Тит — добрый человек, ближайший наш сосед
И юности моей, моих цветущих дней
Хранитель незабвенный!
Увы! Его уж нет!
Но память доброго поднесь боготворима.
И это не было закончено. Принялся за перевод шестой элегии Парни, увлекся, сделал уже половину работы, но вдруг раскрыл новую книжку «Вестника Европы», а там — та же элегия в переводе Мерзлякова, и отличный перевод! Бросил свой… Все валилось из рук.
Жуковский изо всех сил старался преодолеть этот «паралич» работоспособности, но даже весна — его любимое время года — не радовала его. А дело было в том, что Екатерина Афанасьевна с дочерьми уехала на три месяца — март, апрель, май — в орловское село Троицкое к брату своего покойного мужа. Жуковский скучал по Маше. «Что мне делать в эти три месяца, которые проживу один совершенно?» — спрашивал себя Жуковский в своем дневнике. Чуть ли не воплем отчаяния явился, наконец, его перевод стихотворения Шиллера из цикла «Идеалы»:
О, счастье дней моих!
Куда, куда стремишься?
Златая, быстрая фантазия, постой!
Неумолимая! ужель не возвратишься?
Мысль Шиллера слилась с душой Жуковского, с его жизнью.
АЛЕКСАНДР ПОП.
Гравюра.
О вы, творения фантазии моей!
Вас нет, вас нет! Существенностью злою,
Что некогда цвело столь пышно предо мною,
Что я божественным, бессмертным почитал. —
Навек разрушено!.. Стремление к блаженству,
О вера, сладкая земному совершенству,
О жизнь, которою весь мир я наполнял.
Где вы? Погибло всё! погиб творящий гений!

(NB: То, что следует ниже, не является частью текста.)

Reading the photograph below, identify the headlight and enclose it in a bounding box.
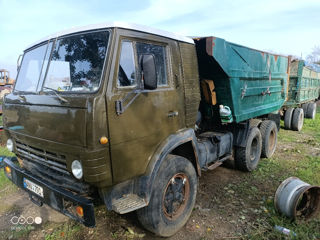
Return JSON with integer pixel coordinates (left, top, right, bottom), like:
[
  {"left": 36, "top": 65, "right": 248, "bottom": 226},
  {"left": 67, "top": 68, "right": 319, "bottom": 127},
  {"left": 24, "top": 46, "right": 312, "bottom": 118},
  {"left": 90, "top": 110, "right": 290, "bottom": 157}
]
[
  {"left": 6, "top": 139, "right": 14, "bottom": 152},
  {"left": 71, "top": 160, "right": 83, "bottom": 179}
]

Погибли призраки волшебных заблуждений!..
Маша, конечно, не предполагала, что она внесла такой страшный разлад в душу Жуковского… Когда — уже в июне — их коляска остановилась на Крутиковой улице в Белёве, Маша и Саша, не заходя домой, побежали к Жуковскому. Максим махнул рукой в сторону обрыва над Окой. Девочки поняли, засмеялись и по узкой тропинке стали спускаться вниз на поросшую мягкой травой площадку между вишенными деревцами, — Жуковский там одиноко лежал и читал книгу. Словно не веря в свое счастье, он грустно посмотрел на Машу. Потом спохватился, вскочил, стал что-то говорить; наверху уже показалась Екатерина Афанасьевна, одетая в неизменное черное платье, — она всю жизнь носила траур по мужу.
БЕЛЕВ. ДОМ Е. А. ПРОТАСОВОЙ.
Уроки возобновились. Жуковскому надо было скрывать свою любовь, а это было трудно, очень трудно: сколько раз ему приходилось делать строгий вид, когда Маша с нескрываемым обожанием смотрела на него. Екатерина Афанасьевна всегда была рядом.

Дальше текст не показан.